Data Mining Lab : Exercises on the WEKA tool Case Study 5

Case Study 5

Exercises on the WEKA tool

1. Launch the WEKA tool, and activate the Explorer environment.

2. Open the “weather.nominal” dataset

- How many instances (examples) contained in the dataset?

- How many attributes used to represent the instances?

- Which attribute is the class label?

- What is the data type (e.g., numeric, nominal, etc.) of the attributes in the dataset?

- For each attribute and for each of its possible values, how many instances in each class have the attribute value (i.e., the class distribution of the attribute values)?

3. Go to the Classify tab. Select the ZeroR classifier. Choose the “Cross-validation” (10 folds) test mode.

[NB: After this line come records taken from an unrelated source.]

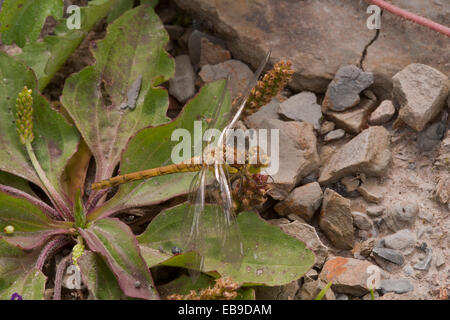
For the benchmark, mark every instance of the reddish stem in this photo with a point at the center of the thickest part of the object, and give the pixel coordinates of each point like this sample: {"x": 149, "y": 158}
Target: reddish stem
{"x": 412, "y": 17}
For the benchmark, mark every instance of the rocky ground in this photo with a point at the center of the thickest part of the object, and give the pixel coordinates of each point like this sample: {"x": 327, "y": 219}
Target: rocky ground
{"x": 364, "y": 173}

Run the classifier and observe the results shown in the “Classifier output” window.

- How many instances are incorrectly classified?

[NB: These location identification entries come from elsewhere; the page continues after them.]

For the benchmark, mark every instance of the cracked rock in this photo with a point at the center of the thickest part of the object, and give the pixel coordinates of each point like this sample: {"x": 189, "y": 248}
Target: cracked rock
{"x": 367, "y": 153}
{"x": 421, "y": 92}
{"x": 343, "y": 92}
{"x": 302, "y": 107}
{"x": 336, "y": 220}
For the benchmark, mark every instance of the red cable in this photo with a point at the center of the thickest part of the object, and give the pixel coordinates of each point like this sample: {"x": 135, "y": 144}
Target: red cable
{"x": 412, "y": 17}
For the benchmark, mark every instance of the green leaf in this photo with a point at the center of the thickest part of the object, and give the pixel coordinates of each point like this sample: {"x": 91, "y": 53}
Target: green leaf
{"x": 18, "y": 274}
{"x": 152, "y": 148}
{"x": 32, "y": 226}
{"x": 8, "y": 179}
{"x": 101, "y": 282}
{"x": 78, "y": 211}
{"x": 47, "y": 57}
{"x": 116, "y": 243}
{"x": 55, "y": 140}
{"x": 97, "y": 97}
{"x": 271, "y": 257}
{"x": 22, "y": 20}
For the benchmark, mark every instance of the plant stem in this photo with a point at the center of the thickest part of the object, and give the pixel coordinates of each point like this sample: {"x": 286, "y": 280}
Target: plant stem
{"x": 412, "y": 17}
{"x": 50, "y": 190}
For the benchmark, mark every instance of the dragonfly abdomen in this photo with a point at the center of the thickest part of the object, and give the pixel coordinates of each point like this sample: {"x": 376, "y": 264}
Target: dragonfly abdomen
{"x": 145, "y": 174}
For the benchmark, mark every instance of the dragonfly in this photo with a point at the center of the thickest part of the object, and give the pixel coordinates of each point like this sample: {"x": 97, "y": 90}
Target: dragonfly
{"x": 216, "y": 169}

- What is the MAE (mean absolute error) made by the classifier?

- What can you infer from the information shown in the Confusion Matrix?

- Visualize the classifier errors. In the plot, how can you differentiate between the correctly and incorrectly classified instances? In the plot, how can you see the detailed information of an incorrectly classified instance?

- How can you save the learned classifier to a file?

- How can you load a learned classifier from a file?

4. Choose the “Percentage split” (66% for training) test mode. Run the ZeroR classifier and observe the results shown in the “Classifier output” window.

- How many instances are incorrectly classified? Why this number is smaller than that observed in the previous experiment (i.e., using the cross-validation test mode)?

- What is the MAE made by the classifier?

- Visualize the classifier errors to see the detailed information.

5. Now, select the Id3 classifier (i.e., you can find this classifier in the weka.classifiers.trees group). Choose the “Cross-validation” (10 folds) test mode. Run the Id3 classifier and observe the results shown in the “Classifier output” window.

- How many instances are incorrectly classified?

- What is the MAE made by the classifier?

- Visualize the classifier errors.

- Compare these results with those observed for the ZeroR classifier in the cross-validation test mode. Which classifier, ZeroR or Id3, shows a better prediction performance for the current dataset and the cross-validation test mode?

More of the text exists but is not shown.